Chiba! Chiba! Chiba!

  I work and live in Chiba City, Chiba Prefecture. When people ask me what it is like to live in Chiba, I often have a difficulty to explain. It takes about 40 minutes by express train or 1 hour by local train from central Tokyo to Chiba City, and the large area between Tokyo and Chiba City is densely populated and well developed.  On the other hand, the majority of the prefecture are located in the Boso Peninsula fringed with beautiful coastal cliffs, beaches, and fishers villages. The inland of the peninusla is underdeveloped, and mountains with thick forests are nicely preserved. I often wonder why the nature of this vast peninsula is well preserved in spite of its proximity to Tokyo. Time goes so slowly in the countryside of the Boso Peninsula in a good sense.

  The nice characteristics of Chiba - nature, people, culture, industry - are often underrated, probably because Chiba is in the shadow of Tokyo. For example, many key attractions and facilities in Chiba have their names starting Tokyo. These include Tokyo Disneyland, Tokyo-Narita International Airport, Tokyo Deutsche Village -how come they do not proudly call themselves with Chiba at the beginning (or even in any part) of their names. In fact, it is rare to find such names for tourist/travellers destination, even though some of them adopt the city names (e.g., Kamogawa Sea World, Ichihara Elephant Country). One of the reasons they do not use the word "Chiba" in their names is that the word Chiba, according to many of my elder friends in Tokyo and Chiba, remind of rice paddy, the most common scenery in Japan's rural areas, instead of modern tourist attractions or posh resort areas.

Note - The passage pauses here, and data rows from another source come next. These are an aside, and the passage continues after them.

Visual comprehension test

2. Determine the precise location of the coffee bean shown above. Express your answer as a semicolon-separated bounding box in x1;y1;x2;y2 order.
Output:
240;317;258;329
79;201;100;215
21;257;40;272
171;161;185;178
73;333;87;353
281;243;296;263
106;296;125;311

  Well, I love visiting rice paddy in the countryside of Japan, and today more and more people appreciate rice paddies and other traditional use of farmlands, which have been disappearing from many parts of Japan. But in 1970s and 80s, when Japanese economy was rapidly growing, and many parts of the country became industrialized, the preservation of these farming traditions were often neglected as an old-fashioned living, and that might have affected the naming of the tourist/travellers gathering spots in Chiba then.

1Q84
クリエーター情報なし
Knopf

  Fortunately my worries about people's ignorance about Chiba have been gradually alleviated over the past several years, as I found more and more people (including intellectuals and famous writers as well as rich pensioners) are moving to Chiba. But there are more important thing that contributed to the better understanding of Chiba Prefecture, notably the Boso Peninsula. That is Haruki Murakami's latest novel and the international best seller, 1Q84.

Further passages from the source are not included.